Amazon product reviews - competition. Given text of a review, we need to classify it into one of 6 categories: dogs, cats, fish aquatic pets, birds, and two others.

In [None]:
#!unzip data/amazon-pet-product-reviews-classification.zip


In [31]:
# to reproduce, download the data and customize this path
PATH_TO_DATA = 'data/'


In [32]:
train_df = pd.read_csv(PATH_TO_DATA + 'train.csv', index_col='id').fillna('')
valid_df = pd.read_csv(PATH_TO_DATA + 'valid.csv', index_col='id').fillna('')
test_df = pd.read_csv(PATH_TO_DATA + 'test.csv', index_col='id').fillna('')

In [33]:
train_df.head()


Unnamed: 0_level_0,text,label
id,Unnamed: 1_level_1,Unnamed: 2_level_1
0,Sam has an everlast treat each nite before bed...,dogs
1,The product is as it says. I keep an eye on it...,dogs
2,My Kitty thinks these are treats! He loves the...,dogs
3,This is the third or fourth time that we've or...,dogs
4,Put this on both my dogs. And they are scratch...,dogs


In [34]:
# target distribution
train_df['label'].value_counts(normalize=True)

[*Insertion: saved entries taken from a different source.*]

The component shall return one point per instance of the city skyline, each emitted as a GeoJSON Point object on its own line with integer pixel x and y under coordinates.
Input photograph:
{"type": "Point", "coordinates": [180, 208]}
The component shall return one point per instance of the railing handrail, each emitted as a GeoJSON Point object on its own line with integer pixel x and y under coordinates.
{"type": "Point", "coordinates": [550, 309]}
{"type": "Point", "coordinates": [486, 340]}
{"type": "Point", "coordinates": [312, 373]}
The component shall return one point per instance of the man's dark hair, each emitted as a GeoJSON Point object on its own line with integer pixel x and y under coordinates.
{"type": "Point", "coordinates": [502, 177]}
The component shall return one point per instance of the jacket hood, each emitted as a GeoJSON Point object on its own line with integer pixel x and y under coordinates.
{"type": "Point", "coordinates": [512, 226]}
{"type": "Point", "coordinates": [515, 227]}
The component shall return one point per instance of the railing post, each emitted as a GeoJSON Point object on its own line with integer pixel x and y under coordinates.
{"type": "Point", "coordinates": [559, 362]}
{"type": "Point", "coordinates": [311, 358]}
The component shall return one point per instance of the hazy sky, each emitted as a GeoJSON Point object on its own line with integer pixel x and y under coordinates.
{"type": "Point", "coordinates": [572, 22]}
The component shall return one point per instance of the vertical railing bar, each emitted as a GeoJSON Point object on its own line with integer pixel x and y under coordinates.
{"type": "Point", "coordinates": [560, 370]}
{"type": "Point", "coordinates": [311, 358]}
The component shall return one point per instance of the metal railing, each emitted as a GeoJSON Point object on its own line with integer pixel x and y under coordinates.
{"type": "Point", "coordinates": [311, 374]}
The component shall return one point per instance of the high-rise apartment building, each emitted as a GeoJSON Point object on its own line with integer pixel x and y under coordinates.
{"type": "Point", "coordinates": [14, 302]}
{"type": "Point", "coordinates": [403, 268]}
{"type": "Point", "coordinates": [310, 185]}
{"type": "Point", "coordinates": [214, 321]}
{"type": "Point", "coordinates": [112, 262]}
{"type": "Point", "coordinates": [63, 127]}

dogs                    0.537872
cats                    0.355284
fish aquatic pets       0.069001
birds                   0.020324
bunny rabbit central    0.010950
small animals           0.006570
Name: label, dtype: float64

In [35]:
# statistics of text length (in words)
train_df['text'].apply(lambda s: len(s.split())).describe()

count    52057.000000
mean        84.420443
std         80.027988
min          1.000000
25%         35.000000
50%         61.000000
75%        106.000000
max       2360.000000
Name: text, dtype: float64

## Torch Dataset
This is left for user to be defined. Catalyst will take care of the rest.

In [36]:
class TextClassificationDataset(Dataset):
    """
    Wrapper around Torch Dataset to perform text classification
    """
    def __init__(self,
                 texts: List[str],
                 labels: List[str] = None,
                 label_dict: Mapping[str, int] = None,
                 max_seq_length: int = 512,
                 model_name: str = 'distilbert-base-uncased'):
        """
        Args:
            texts (List[str]): a list with texts to classify or to train the
                classifier on
            labels List[str]: a list with classification labels (optional)
            label_dict (dict): a dictionary mapping class names to class ids,
                to be passed to the validation data (optional)
            max_seq_length (int): maximal sequence length in tokens,
                texts will be stripped to this length
            model_name (str): transformer model name, needed to perform
                appropriate tokenization

        """

        self.texts = texts
        self.labels = labels
        self.label_dict = label_dict
        self.max_seq_length = max_seq_length

        if self.label_dict is None and labels is not None:
            # {'class1': 0, 'class2': 1, 'class3': 2, ...}
            # using this instead of `sklearn.preprocessing.LabelEncoder`
            # no easily handle unknown target values
            self.label_dict = dict(zip(sorted(set(labels)),
                                       range(len(set(labels)))))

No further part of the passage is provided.